I've been rereading Feynman's Lectures on thermal physics with the intent of summarizing the material. I have not been able to sort out actual argument concluding that the molecular speed distribution is homogeneous for an ideal gas in thermal equilibrium. That is, the shape of the distribution curve doesn't change with molecular density.

I accept his argument that the velocity distribution is isotropic at any given location in the body of the gas. That is, statistically, the velocity has no preferred direction.

I accept his hand-wavy argument that the mean kinetic energy per atom is a function of temperature, alone.

But just because the mean velocity is the same everywhere doesn't automatically require the distribution to be the same everywhere.

In Vol I, 40-1 The exponential atmosphere Feynman appears to acknowledge that he has not yet shown that the velocity distribution is necessarily homogeneous:

"So, these are the two questions that we shall try to answer: How are the molecules distributed in space when there are forces acting on them, and how are they distributed in velocity?

"It turns out that the two questions are completely independent, and that the distribution of velocities is always the same. We already received a hint of the latter fact when we found that the average kinetic energy is the same, $\frac{1}{2}kT$ per degree of freedom, no matter what forces are acting on the molecules. The distribution of the velocities of the molecules is independent of the forces, because the collision rates do not depend upon the forces."

However, in section V-I 40-4 on The distribution of molecular speeds, Feynman claims that he has already shown the distribution to be homogeneous.
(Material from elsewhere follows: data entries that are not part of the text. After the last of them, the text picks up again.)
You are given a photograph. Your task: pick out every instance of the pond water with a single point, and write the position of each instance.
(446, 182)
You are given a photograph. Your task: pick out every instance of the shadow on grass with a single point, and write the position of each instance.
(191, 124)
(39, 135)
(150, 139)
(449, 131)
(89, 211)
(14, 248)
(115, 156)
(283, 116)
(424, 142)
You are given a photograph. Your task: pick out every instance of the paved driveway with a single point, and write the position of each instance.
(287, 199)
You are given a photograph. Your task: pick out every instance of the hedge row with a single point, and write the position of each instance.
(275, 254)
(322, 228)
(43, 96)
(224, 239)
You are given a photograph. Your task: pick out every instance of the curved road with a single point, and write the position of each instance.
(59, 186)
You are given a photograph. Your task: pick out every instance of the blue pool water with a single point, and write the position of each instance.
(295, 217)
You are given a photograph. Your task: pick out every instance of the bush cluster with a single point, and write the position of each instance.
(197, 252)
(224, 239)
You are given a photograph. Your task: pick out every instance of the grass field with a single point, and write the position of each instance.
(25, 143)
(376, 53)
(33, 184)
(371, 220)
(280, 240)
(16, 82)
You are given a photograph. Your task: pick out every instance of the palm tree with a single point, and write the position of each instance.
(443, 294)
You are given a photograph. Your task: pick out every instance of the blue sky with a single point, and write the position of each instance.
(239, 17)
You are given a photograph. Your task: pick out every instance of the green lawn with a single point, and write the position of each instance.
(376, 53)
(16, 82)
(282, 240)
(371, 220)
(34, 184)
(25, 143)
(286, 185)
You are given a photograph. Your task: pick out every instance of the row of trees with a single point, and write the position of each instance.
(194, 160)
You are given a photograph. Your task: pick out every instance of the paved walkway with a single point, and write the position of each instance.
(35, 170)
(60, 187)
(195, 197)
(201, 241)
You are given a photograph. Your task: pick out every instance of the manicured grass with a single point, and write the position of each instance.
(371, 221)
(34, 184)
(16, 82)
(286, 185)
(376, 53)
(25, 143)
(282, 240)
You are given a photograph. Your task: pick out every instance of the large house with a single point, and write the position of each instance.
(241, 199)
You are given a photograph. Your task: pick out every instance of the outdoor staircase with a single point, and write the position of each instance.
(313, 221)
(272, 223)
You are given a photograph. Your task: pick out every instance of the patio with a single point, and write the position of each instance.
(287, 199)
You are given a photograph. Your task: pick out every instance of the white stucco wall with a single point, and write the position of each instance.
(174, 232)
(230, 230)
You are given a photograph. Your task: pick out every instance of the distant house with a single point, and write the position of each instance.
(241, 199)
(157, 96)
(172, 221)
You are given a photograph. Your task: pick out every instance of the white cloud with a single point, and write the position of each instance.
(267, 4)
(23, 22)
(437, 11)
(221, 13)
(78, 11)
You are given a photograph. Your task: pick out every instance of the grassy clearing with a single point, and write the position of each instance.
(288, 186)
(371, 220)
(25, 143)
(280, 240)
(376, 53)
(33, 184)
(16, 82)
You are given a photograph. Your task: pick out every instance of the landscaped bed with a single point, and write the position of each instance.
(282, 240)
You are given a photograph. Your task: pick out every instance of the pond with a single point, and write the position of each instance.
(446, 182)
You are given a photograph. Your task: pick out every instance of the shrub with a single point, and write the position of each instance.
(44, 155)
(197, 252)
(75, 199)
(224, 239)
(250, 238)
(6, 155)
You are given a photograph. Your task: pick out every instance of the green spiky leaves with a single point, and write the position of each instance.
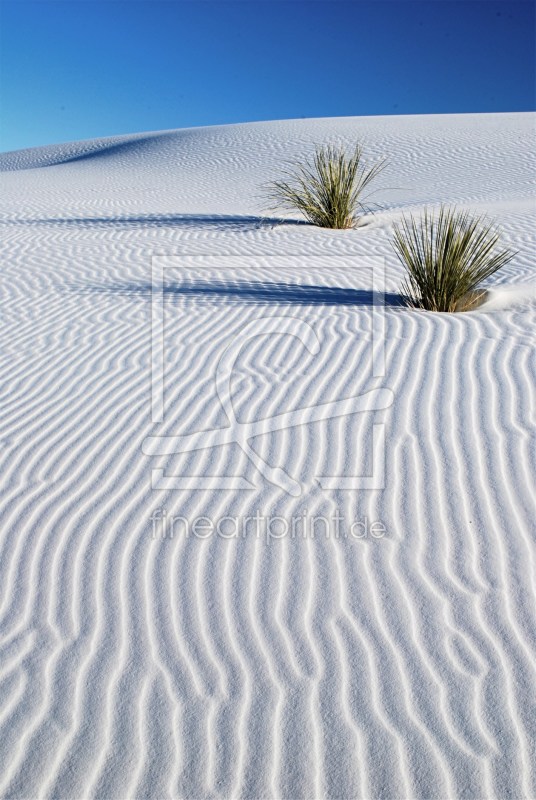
(446, 257)
(327, 190)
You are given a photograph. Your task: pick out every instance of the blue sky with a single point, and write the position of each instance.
(74, 69)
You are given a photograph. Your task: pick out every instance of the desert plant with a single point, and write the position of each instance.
(328, 190)
(446, 258)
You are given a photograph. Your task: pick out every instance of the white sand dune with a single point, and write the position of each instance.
(399, 665)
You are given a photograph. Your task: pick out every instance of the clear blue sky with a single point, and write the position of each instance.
(74, 70)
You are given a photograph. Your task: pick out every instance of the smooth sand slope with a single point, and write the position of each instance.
(399, 665)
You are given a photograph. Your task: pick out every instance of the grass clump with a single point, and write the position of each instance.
(327, 190)
(446, 258)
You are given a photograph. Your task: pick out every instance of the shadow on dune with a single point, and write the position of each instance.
(213, 221)
(263, 292)
(55, 155)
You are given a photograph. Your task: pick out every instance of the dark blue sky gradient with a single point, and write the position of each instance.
(75, 70)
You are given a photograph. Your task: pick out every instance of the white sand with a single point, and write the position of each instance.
(393, 667)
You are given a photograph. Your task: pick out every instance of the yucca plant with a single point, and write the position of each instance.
(327, 190)
(446, 257)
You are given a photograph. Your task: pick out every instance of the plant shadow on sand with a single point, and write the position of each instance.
(202, 221)
(262, 292)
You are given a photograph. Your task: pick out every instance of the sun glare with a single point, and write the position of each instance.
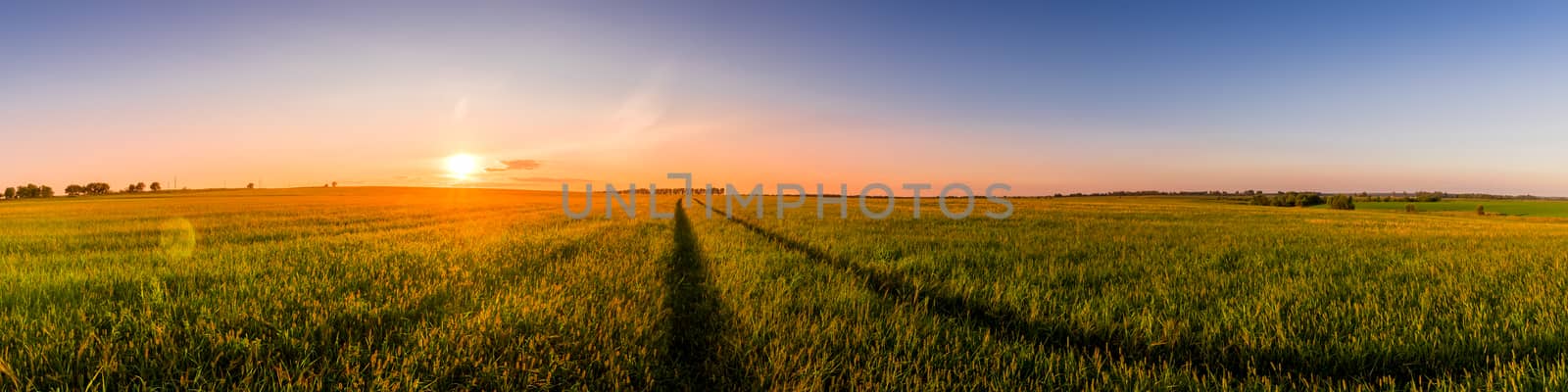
(463, 165)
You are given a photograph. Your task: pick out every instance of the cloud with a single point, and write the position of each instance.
(546, 179)
(525, 165)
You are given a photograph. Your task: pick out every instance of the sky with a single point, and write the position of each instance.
(1048, 98)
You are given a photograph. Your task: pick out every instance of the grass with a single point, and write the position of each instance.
(408, 289)
(1554, 209)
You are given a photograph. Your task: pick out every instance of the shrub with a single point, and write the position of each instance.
(1341, 203)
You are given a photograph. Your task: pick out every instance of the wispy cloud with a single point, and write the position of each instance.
(525, 165)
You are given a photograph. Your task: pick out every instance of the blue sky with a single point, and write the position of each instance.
(1335, 96)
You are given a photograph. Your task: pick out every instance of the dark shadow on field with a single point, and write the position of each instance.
(697, 320)
(1399, 366)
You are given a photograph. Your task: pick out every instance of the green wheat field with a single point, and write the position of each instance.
(428, 289)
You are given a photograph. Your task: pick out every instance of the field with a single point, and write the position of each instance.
(1554, 209)
(422, 289)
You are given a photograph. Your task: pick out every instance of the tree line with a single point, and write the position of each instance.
(36, 192)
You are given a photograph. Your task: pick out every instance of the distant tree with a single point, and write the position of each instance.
(1341, 203)
(96, 188)
(31, 190)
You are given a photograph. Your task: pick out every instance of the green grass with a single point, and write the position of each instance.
(463, 289)
(1556, 209)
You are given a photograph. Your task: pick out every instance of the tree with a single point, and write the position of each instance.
(98, 188)
(1341, 203)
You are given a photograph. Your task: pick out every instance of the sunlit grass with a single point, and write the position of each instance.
(405, 289)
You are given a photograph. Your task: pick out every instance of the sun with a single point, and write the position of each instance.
(462, 165)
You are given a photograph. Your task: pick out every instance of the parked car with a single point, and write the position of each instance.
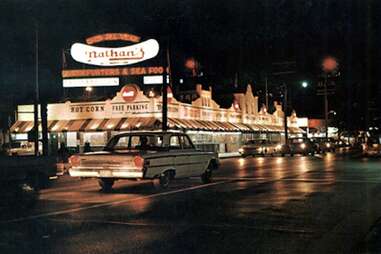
(324, 145)
(156, 156)
(21, 148)
(301, 146)
(372, 147)
(260, 147)
(22, 178)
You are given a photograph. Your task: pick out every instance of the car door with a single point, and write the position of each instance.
(179, 158)
(196, 161)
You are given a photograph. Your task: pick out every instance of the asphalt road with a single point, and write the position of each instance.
(254, 205)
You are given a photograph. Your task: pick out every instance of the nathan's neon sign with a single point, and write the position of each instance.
(103, 56)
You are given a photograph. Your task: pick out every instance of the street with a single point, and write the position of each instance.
(320, 204)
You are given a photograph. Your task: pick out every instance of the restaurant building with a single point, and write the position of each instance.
(210, 127)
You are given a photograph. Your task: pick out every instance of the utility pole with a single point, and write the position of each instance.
(37, 96)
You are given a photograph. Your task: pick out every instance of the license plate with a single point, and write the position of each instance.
(105, 173)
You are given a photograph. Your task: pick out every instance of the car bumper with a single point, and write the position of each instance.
(106, 174)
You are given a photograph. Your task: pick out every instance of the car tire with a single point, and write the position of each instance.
(162, 181)
(206, 177)
(106, 184)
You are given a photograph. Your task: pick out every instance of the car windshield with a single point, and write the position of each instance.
(256, 142)
(15, 145)
(141, 142)
(297, 140)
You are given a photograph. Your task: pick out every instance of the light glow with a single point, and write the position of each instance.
(103, 56)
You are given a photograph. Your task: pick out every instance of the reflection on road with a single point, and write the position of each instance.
(260, 203)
"We know already that the distribution of velocities is the same, after the argument we made earlier about the temperature being constant all the way through the atmosphere."

I see nothing in the intervening text that implies the velocity distribution is homogeneous. So I am left to wonder if the development of the velocity distribution function is needed to show that the velocity distribution is homogeneous, or if the development depends on the assumption that it is homogeneous.

It seems to me that the homogeneity of velocity distribution follows from the derivation of the velocity distribution formula. But that begs the question of whether a homogeneous velocity distribution is necessary for the assumption that the atoms can be treated as not interacting, for the sake of this development.

This is my method of deriving the one-dimensional velocity distribution formula. It seems to make clearer the connection between gravitational potential energy and the velocity distribution.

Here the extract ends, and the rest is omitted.